The agreement ends a nine-year legal fight initiated by Richard Bagley, a former chief financial officer for TRW's Redondo Beach unit. Bagley alleged that TRW overcharged the Pentagon for work on several space electronics programs.
Bagley, who filed a lawsuit in 1994 under the U.S. False Claims Act, will be awarded 24.5% of the total settlement, near the maximum allowed under law to reward employees who report fraud against the government. The act allows whistle-blowers to sue contractors on behalf of the government and share in the recovery.
The U.S. attorney's office in Los Angeles said Bagley would receive $27.2 million, one of the largest payments to an individual whistle-blower, because of his "extraordinary resolve and tenacity" in pursuing the case.
"It was very unusual to the degree he followed what he believed was right, and as a result we felt he deserved the high reward," said Susan R. Hershman, the assistant U.S. attorney who handled the case.
Bagley, who now lives in Henderson, Nev., declined to comment. His attorneys said Bagley, 64, had been unable to get a job since being laid off by TRW in 1993 and had been living on a modest pension from the company. "He's relieved to get this over with," said Eric Havian, one of Bagley's attorneys. "Bagley persevered and continued to insist that these claims were valid."
Century City-based Northrop is the nation's second-largest defense contractor. Under terms of the settlement, Northrop denied any wrongdoing.
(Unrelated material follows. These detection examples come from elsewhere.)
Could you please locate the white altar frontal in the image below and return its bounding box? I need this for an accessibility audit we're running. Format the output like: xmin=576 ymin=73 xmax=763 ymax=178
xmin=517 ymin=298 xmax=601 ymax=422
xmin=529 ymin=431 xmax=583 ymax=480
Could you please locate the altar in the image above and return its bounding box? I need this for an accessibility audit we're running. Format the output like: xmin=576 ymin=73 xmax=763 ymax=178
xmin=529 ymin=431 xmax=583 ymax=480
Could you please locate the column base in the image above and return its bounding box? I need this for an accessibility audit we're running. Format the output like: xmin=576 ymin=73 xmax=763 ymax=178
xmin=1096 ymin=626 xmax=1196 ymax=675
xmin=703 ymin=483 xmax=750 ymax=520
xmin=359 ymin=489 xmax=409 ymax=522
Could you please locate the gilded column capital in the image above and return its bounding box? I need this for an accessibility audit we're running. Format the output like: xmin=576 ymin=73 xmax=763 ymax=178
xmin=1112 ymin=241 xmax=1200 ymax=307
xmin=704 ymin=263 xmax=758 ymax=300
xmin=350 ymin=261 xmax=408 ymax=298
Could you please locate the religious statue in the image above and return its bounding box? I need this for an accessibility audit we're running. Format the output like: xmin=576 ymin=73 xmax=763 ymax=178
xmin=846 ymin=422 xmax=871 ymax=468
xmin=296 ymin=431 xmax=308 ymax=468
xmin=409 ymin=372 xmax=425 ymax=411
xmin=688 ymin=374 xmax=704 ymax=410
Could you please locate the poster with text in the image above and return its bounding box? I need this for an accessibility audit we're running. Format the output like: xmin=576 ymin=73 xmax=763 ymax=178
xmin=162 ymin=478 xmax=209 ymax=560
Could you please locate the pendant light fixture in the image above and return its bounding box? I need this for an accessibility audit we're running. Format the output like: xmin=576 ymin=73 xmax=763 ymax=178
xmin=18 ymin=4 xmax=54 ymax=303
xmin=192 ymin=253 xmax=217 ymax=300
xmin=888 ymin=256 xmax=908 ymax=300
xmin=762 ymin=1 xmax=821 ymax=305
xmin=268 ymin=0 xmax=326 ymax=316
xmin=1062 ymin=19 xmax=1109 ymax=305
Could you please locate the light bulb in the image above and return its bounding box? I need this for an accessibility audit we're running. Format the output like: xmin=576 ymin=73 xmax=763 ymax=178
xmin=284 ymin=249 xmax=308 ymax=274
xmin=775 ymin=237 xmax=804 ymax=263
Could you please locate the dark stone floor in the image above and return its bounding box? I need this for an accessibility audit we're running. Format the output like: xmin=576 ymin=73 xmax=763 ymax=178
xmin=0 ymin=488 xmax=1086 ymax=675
"Our opinion is we didn't do anything wrong, but it doesn't mean that the jury won't find it differently," said Richard B. Waugh, Northrop's chief financial officer. "If the government felt they had a cold case, they wouldn't have settled either."
The lawsuit had been scheduled to go to trial in November.
The False Claims Act dates to the Civil War and was amended in 1986 to attract more whistle-blowers. In what amounts to a bounty hunter system, individuals can sue on behalf of the government. If the government joins the case, typically a whistle-blower will get from 15% to a maximum 25%; if the whistle-blower goes it alone and wins, the top payout is 30%.